CAIRO (Reuters) - The opposition Syrian National Coalition is willing to negotiate a peace deal under U.S and Russian auspices to end the country’s civil war but President Bashar al-Assad cannot be a party to any settlement, a communique drafted for an opposition meeting says.
The meeting of the 70-member Western, Arab and Turkish-backed coalition is taking place before Syrian Foreign Minister Walid al-Moualem is due for talks in Moscow, one of Assad’s last foreign allies, and as U.N. mediator Lakhdar Brahimi renews efforts for a deal.
The opposition front convened in Cairo on a day when a car bomb jolted central Damascus, killing several people and incinerating cars on a busy highway close to the Russian Embassy and offices of the ruling Baath Party.
The Syrian Observatory for Human Rights, a Britain-based monitoring group, said the blast killed at least 31 people in the capital, which has been relatively insulated from the nearly two-year conflict that has killed around 70,000 people.
The draft SNC communique, seen by Reuters, omitted a direct demand for Assad’s removal, in a softening of tone from past positions that insisted the president must go before there could be any negotiations.
The document said Assad and his cohorts must be held accountable for bloodshed, and that any peace deal must be under the auspices of the United States and Russia.
“Bashar al-Assad and the military and security apparatus commands are responsible for the decisions that have led the country to what it is now, are outside the political process and are not part of any political solution in Syria,” it said.
“They have to be held accountable for the crimes they have committed.”
The initiative comes from coalition president Moaz Alkhatib, a cleric from Damascus who played a role in the peaceful protest movement against Assad at the beginning of the uprising in 2011.
Alkhatib’s supporters say the initiative has popular support inside Syria from people who want to see a peaceful departure of Assad and a halt to the war that has increasingly pitted Assad’s Alawite minority sect, an offshoot of Shi‘ite Islam, against Syria’s Sunni Muslim majority.
But rebel fighters on the ground, over whom Alkhatib has little control, are generally against the proposal.
The Syrian Islamic Liberation Front, which represents armed brigades, said in a statement it was opposed to Alkhatib’s initiative because it ignored the revolt’s goal of “the downfall of the regime and all its symbols”.
Veteran opposition campaigner Walid al-Bunni, a coalition member who supports Alkhatib, played down the omission of a direct mention of Assad’s removal.
“We are demanding his accountability for the bloodshed and destruction he has wreaked.

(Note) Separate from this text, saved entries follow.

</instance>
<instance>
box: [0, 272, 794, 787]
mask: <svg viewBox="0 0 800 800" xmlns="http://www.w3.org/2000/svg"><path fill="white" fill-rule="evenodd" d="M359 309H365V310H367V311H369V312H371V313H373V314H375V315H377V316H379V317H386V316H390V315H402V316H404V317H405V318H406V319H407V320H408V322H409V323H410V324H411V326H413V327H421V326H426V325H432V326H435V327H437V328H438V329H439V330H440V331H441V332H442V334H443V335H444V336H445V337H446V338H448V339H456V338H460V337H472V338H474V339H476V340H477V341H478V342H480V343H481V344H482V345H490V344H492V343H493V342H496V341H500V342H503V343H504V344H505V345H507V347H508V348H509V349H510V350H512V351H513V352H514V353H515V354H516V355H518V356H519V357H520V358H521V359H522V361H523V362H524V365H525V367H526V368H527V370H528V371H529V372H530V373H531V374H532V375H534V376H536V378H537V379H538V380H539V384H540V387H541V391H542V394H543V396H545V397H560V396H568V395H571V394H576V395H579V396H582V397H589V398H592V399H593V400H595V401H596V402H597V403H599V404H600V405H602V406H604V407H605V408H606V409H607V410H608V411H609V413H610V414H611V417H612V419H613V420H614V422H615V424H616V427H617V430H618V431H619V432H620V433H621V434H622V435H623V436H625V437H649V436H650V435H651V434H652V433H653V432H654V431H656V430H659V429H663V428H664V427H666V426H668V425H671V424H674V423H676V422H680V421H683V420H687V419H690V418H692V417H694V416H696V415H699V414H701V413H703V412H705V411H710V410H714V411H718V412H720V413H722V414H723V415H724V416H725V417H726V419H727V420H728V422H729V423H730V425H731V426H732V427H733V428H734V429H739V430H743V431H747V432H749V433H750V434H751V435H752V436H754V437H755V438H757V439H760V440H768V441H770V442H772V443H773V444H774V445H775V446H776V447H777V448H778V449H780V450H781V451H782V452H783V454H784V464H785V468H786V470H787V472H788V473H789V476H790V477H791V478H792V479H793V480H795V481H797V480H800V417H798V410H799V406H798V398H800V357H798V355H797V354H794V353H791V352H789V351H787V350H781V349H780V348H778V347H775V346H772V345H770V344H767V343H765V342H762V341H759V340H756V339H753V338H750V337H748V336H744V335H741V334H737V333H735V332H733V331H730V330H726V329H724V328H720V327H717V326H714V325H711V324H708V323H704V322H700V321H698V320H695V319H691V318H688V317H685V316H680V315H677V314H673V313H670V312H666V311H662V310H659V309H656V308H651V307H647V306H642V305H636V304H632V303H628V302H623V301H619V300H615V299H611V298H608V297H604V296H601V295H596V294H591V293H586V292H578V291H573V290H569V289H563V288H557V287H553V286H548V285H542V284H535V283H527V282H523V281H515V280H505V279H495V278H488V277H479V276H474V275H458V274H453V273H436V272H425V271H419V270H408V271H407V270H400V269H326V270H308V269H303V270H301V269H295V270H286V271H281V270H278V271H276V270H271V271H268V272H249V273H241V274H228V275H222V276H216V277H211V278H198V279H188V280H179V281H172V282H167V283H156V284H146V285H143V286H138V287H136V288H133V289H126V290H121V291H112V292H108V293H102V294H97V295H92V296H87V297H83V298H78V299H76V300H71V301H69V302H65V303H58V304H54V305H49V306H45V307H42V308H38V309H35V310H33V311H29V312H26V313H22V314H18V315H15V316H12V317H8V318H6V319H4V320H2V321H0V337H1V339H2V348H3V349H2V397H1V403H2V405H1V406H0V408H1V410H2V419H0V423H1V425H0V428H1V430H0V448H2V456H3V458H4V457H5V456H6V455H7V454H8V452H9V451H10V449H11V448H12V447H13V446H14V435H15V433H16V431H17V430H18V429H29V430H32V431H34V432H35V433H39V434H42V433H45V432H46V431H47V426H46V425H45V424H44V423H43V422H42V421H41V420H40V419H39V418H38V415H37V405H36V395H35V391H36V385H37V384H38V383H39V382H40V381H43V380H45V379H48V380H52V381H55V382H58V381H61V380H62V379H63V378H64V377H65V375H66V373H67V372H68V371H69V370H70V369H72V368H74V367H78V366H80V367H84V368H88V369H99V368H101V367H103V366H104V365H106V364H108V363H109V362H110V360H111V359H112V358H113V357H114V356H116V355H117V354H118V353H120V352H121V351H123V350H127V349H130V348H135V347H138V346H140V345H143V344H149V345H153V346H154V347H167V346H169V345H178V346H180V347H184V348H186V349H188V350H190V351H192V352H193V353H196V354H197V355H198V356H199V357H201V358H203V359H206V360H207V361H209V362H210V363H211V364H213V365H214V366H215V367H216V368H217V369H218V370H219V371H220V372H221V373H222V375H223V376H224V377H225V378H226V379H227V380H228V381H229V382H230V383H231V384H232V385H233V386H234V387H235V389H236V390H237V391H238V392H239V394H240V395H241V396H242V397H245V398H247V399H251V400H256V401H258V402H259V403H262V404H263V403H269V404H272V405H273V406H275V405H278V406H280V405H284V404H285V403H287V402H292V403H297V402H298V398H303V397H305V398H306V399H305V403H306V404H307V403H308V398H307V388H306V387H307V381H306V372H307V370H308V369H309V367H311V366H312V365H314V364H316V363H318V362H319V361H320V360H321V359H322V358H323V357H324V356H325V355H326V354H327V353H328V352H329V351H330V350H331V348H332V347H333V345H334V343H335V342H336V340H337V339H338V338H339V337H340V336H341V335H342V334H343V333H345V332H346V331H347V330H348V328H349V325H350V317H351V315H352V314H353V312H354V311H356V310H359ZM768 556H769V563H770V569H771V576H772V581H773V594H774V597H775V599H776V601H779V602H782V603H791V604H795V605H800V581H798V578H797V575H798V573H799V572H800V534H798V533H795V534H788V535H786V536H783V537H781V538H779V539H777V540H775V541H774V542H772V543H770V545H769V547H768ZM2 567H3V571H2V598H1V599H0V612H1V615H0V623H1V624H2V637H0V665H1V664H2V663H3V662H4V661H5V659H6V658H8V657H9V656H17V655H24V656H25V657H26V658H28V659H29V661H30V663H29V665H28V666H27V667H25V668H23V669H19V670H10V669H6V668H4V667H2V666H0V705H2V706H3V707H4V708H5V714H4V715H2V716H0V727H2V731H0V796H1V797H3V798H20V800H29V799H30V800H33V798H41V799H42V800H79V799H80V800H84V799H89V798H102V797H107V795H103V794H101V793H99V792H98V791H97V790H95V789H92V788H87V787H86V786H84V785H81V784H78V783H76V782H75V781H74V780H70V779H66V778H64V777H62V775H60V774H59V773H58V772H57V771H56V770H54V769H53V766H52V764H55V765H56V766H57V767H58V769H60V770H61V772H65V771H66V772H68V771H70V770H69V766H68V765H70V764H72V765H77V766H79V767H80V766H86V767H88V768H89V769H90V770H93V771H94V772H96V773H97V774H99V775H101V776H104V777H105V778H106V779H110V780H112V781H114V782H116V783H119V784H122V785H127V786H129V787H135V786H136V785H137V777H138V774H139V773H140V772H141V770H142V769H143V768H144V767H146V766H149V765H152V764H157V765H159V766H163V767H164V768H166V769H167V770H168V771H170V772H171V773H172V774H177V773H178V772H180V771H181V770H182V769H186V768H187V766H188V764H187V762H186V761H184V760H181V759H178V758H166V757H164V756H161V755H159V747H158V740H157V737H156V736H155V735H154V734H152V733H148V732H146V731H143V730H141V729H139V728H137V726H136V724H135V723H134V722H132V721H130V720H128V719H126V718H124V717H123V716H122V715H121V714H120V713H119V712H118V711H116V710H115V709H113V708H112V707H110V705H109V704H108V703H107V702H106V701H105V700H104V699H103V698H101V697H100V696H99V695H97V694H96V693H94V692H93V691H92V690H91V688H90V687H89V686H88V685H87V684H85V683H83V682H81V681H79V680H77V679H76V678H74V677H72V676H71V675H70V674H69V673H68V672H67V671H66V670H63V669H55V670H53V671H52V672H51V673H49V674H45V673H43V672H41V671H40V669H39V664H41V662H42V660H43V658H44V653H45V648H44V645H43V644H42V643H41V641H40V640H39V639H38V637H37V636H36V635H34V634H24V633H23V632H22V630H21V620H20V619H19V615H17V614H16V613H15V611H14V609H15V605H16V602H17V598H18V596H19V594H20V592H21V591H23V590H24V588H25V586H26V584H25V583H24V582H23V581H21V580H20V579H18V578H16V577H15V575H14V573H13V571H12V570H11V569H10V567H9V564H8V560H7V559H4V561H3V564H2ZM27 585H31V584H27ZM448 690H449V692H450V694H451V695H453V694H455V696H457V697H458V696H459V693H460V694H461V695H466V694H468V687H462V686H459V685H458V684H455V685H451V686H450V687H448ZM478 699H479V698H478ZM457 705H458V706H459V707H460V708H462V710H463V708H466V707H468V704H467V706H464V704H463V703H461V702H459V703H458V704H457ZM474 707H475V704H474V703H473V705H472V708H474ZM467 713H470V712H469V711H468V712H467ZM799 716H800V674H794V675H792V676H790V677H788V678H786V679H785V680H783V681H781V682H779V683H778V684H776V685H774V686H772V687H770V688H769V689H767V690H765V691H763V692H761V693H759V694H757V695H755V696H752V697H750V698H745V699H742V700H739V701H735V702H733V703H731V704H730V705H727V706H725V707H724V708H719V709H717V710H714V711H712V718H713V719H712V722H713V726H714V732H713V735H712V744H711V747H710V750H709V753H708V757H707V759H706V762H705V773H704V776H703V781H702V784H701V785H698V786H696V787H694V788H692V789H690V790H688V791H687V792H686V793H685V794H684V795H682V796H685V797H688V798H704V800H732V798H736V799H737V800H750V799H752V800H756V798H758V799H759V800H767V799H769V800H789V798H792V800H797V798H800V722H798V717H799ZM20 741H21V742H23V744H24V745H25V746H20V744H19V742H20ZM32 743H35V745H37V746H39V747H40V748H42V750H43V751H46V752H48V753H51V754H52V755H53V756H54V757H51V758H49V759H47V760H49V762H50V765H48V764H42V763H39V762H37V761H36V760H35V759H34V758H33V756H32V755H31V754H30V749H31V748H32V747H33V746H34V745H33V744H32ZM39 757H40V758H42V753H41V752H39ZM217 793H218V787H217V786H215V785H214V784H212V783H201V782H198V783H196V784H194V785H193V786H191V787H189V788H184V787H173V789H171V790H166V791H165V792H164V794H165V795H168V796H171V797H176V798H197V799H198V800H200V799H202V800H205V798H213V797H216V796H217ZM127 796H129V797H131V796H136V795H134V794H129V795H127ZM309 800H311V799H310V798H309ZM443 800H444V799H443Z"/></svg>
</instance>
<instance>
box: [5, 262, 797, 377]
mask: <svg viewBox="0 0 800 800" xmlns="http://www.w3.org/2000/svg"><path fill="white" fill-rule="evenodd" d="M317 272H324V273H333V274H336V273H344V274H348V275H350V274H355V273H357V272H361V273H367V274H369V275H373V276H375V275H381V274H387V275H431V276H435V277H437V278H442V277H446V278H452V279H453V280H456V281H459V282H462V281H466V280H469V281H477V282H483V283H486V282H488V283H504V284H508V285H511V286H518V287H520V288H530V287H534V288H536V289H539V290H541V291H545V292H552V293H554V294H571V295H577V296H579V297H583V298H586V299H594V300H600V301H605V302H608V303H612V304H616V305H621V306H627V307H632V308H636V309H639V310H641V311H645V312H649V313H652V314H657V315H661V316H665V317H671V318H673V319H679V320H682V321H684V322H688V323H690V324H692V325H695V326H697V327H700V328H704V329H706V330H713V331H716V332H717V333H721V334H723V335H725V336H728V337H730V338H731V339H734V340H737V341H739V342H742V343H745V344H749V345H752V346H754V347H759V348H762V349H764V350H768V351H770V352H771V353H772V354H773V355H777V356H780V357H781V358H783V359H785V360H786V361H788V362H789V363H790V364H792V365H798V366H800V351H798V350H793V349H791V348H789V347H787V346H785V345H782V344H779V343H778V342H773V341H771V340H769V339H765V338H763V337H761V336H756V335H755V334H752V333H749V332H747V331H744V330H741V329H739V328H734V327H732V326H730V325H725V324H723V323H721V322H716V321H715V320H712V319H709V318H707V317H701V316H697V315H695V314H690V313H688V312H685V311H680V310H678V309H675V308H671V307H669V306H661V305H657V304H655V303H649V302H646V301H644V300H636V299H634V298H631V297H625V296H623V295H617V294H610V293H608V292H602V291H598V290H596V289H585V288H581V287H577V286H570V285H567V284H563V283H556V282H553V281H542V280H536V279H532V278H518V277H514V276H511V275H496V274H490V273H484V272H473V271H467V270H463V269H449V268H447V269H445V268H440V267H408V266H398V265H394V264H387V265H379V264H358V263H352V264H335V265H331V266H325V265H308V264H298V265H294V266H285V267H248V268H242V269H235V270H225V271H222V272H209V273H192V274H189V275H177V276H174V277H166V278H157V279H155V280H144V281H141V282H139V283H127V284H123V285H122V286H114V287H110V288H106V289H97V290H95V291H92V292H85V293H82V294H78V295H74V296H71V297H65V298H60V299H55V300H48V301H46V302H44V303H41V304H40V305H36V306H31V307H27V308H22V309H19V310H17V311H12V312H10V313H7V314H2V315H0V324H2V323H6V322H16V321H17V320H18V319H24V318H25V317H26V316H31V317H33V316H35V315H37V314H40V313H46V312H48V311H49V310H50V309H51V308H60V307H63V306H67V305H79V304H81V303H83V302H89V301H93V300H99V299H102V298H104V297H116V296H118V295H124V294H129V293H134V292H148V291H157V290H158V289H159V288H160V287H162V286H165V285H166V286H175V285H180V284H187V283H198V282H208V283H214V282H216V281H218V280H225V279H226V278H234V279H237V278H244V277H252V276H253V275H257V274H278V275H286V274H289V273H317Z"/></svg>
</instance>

I think the message is clear enough,” Bunni said.
Alkhatib formulated the initiative in broad terms last month after talks with the Russian and Iranian foreign ministers in Munich but without consulting the coalition, catching the umbrella organisation by surprise.
A powerful bloc in the coalition dominated by the Muslim Brotherhood, the only organised group in the political opposition, criticised the initiative as harming the revolution.
But a Brotherhood source said the group will not scuttle the initiative because it was confident Assad is not interested in a negotiated exit, which could help convince the international community to support the armed struggle for his removal.
“Russia is key,” the source said, speaking on condition of anonymity. “We are showing the international community that we are willing to take criticism from the street but the problem is Assad and his inner circle. They do not want to leave.”
Russia hopes Alkhatib will visit soon in search of a breakthrough. Bunni said Alkhatib would not go to Moscow without the coalition’s approval and that he would not be there at the same time as Moualem.
“In my opinion Alkhatib should not go to Moscow until Russia stops sending arms shipments to the Assad regime,” Bunni said.
Formal backing by the coalition to Alkhatib’s initiative would give it more weight internationally and undermine Assad supporters’ argument that the opposition is too divided to be considered a serious player, opposition sources said.